For Knuth algorithm for taking only the top N: http://en.wikipedia.org/wiki/Selection_algorithm Where you can have a few options in time and space complexity of the algorithm, but theoretically they can be faster for some typical examples with large number of (different) words.
So Knuth could be faster. Certainly because the English dictionary has limited size. It could turn log(n) in some large constant, though maybe consuming a lot of memory.
But maybe this question is better suited for https://cstheory.stackexchange.com/
回答2:
Doug McIlroy's solution has time complexity O(T log T), where T is the total number of words. This is due to the first sort.
For comparison, here are three faster solutions of the same problem:
Here is a C++ implementation with the upper bound time complexity O((T + N) log N), but practically – nearly linear, close to O(T + N log N).
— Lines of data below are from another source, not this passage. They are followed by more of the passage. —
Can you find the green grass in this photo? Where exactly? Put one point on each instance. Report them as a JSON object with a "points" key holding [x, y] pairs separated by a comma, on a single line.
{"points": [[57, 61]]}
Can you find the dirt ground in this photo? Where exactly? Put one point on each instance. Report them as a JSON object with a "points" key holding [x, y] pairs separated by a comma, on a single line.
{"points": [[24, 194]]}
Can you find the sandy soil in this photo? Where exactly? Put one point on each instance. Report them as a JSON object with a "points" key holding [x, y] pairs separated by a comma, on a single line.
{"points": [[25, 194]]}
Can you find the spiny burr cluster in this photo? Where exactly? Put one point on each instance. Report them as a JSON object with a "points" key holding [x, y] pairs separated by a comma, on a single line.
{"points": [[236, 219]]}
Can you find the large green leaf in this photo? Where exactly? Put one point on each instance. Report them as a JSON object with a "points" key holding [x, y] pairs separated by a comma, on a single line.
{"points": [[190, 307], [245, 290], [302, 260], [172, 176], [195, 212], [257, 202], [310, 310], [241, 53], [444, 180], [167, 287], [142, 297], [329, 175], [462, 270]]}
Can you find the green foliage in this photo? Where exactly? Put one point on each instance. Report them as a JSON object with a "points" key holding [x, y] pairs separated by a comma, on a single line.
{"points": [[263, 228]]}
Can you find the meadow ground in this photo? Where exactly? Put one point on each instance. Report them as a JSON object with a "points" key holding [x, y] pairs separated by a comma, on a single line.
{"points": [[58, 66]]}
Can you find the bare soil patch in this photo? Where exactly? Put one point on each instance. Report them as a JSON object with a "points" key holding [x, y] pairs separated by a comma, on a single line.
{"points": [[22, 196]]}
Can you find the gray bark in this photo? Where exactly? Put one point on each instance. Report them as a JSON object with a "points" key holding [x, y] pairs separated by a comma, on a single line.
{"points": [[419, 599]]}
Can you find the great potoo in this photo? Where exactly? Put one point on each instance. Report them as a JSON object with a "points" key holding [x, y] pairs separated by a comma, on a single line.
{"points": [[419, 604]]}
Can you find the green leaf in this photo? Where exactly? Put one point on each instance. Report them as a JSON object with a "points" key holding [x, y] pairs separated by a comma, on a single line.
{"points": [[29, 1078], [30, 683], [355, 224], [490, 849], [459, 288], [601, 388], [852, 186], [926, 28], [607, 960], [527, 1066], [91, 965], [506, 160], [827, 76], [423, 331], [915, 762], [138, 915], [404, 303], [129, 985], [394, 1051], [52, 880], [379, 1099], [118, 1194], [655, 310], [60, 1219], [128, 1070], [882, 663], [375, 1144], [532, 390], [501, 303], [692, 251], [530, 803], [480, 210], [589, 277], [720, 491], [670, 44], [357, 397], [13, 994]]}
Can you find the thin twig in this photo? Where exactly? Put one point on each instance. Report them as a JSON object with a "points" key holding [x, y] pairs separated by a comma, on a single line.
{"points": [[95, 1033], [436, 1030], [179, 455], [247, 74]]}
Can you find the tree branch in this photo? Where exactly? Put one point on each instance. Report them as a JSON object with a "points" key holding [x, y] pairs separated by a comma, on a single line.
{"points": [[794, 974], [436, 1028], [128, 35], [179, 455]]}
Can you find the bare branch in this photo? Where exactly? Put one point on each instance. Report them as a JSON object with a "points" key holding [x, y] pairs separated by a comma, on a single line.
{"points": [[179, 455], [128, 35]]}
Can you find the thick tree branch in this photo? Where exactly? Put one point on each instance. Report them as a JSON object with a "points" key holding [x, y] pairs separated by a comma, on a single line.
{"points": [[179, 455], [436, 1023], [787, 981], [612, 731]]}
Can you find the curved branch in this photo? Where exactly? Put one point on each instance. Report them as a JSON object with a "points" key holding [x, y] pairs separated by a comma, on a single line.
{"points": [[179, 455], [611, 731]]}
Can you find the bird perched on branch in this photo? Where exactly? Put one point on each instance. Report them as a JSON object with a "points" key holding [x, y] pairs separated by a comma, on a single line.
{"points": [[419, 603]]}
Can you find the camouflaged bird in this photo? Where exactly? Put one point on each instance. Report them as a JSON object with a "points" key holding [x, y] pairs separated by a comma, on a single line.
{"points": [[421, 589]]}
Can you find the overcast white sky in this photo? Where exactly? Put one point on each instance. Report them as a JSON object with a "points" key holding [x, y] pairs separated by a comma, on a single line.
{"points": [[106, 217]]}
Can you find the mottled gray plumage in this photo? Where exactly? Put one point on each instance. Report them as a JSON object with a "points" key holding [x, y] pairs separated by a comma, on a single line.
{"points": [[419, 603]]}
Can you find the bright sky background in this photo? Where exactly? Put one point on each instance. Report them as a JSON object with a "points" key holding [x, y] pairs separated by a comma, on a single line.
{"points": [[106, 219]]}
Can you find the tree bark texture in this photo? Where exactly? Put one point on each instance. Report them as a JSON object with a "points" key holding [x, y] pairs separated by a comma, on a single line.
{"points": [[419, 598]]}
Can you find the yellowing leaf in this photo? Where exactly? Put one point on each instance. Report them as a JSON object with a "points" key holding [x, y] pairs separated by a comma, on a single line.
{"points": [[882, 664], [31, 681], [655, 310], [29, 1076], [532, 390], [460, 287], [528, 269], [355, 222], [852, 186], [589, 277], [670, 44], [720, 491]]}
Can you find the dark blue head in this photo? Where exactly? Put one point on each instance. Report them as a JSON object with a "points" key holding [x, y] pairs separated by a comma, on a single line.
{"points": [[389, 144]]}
Below is a fast Python implementation. Internally, it uses hash dictionary and heap with time complexity O(T + N log Q), where Q is the number of unique words:
import collections, re, sys
filename = sys.argv[1]
k = int(sys.argv[2]) if len(sys.argv)>2 else 10
reg = re.compile('[a-z]+')
counts = collections.Counter()
for line in open(filename):
counts.update(reg.findall(line.lower()))
for i, w in counts.most_common(k):
print(i, w)
And another Unix shell solution using AWK. It has time complexity O(T + Q log Q):
awk -v FS="[^a-zA-Z]+" '
{
for (i=1; i<=NF; i++)
freq[tolower($i)]++;
}
END {
for (word in freq)
print(freq[word] " " word)
}
' | sort -rn | head -10
CPU time comparison (in seconds):
bible32 bible256 Asymptotical
C++ (prefix tree + heap) 5.659 44.730 O((T + N) log N)
Python (Counter) 14.366 115.855 O(T + N log Q)
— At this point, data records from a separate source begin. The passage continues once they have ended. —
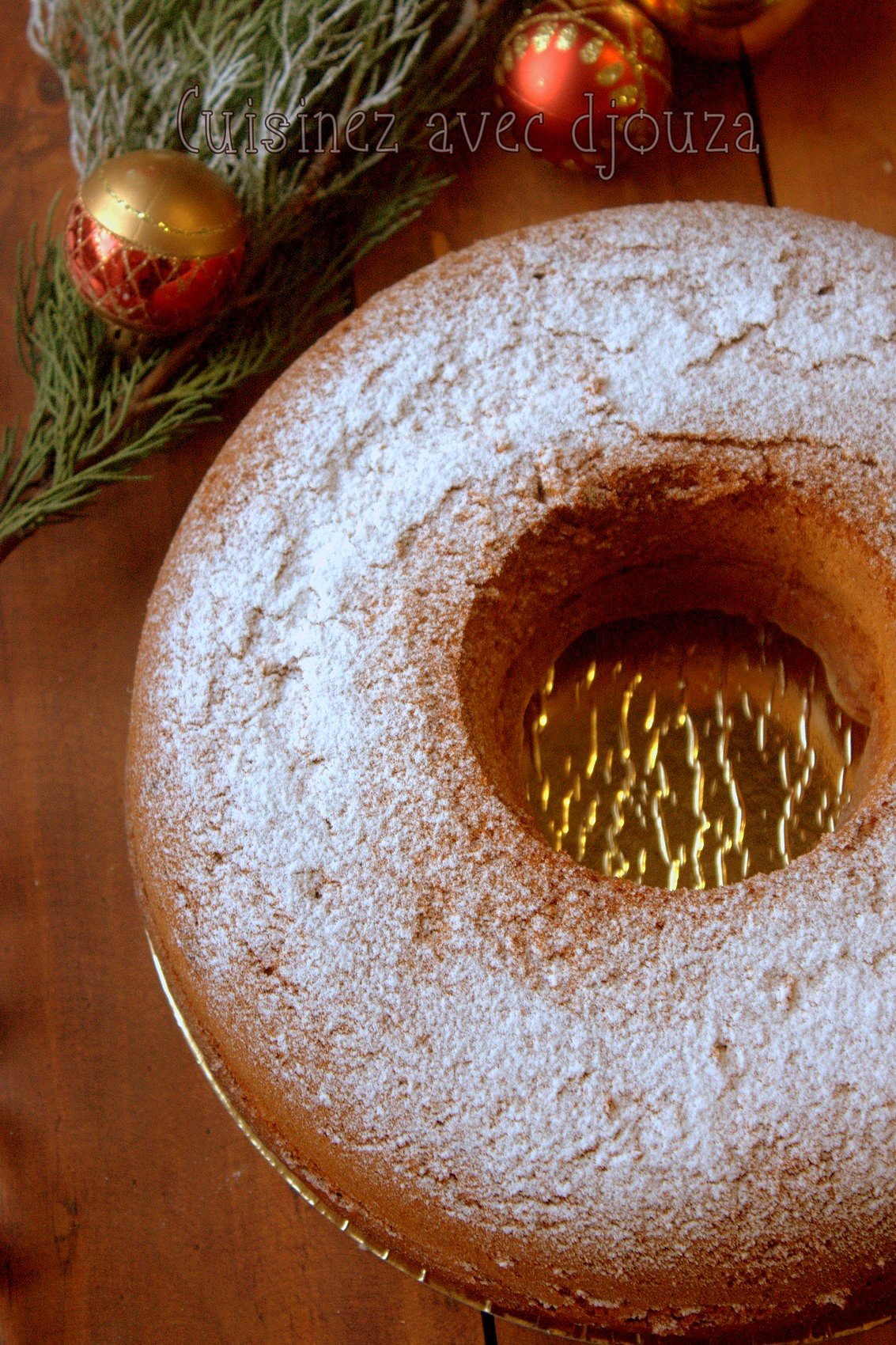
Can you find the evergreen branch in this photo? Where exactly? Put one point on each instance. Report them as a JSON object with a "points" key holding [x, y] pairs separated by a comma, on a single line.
{"points": [[124, 65]]}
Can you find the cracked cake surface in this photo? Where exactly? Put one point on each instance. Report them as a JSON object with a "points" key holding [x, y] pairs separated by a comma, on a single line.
{"points": [[602, 1107]]}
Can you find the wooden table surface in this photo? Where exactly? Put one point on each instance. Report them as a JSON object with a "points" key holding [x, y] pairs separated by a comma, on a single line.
{"points": [[130, 1207]]}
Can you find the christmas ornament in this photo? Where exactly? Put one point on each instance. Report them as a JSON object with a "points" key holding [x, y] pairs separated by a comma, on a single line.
{"points": [[724, 28], [584, 80], [155, 241]]}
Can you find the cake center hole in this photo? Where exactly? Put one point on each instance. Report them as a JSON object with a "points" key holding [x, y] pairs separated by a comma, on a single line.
{"points": [[688, 751]]}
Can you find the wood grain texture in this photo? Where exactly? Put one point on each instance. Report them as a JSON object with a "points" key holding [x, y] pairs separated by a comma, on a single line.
{"points": [[495, 190], [130, 1208], [828, 101]]}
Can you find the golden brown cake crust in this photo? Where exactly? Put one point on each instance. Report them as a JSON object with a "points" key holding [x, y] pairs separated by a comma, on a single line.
{"points": [[602, 1107]]}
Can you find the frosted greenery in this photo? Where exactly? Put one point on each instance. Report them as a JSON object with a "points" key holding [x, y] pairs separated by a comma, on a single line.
{"points": [[126, 65]]}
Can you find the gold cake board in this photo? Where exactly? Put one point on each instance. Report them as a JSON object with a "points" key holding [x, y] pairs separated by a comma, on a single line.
{"points": [[420, 1274]]}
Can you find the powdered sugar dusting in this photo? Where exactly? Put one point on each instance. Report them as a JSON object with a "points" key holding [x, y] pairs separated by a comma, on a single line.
{"points": [[660, 1102]]}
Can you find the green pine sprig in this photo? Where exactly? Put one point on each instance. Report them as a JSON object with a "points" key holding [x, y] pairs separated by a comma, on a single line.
{"points": [[124, 65]]}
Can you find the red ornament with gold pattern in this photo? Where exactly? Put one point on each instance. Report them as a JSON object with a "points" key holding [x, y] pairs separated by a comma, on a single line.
{"points": [[155, 241], [576, 74]]}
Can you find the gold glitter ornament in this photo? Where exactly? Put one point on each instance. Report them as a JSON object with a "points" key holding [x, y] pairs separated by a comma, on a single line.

AWK + sort 21.548 176.411 O(T + Q log Q)
McIlroy (tr + sort + uniq) 60.531 690.906 O(T log T)
Notes:
- T >= Q, typically Q >> N (N is a small constant)
- bible32 is Bible concatenated 32 times (135 MB), bible256 – 256 times respectively (1.1 GB)
As you can see, McIlroy's solution can be easily beaten in CPU time even using standard Unix tools. However, his solution is still very elegant, easy to debug and, after all, it is not terrible in performance either, unless you start using it for multigigabyte files. Bad implementation of more complex algorithms in C/C++ or Haskell could easily run much slower than his pipeline (I've seen it!).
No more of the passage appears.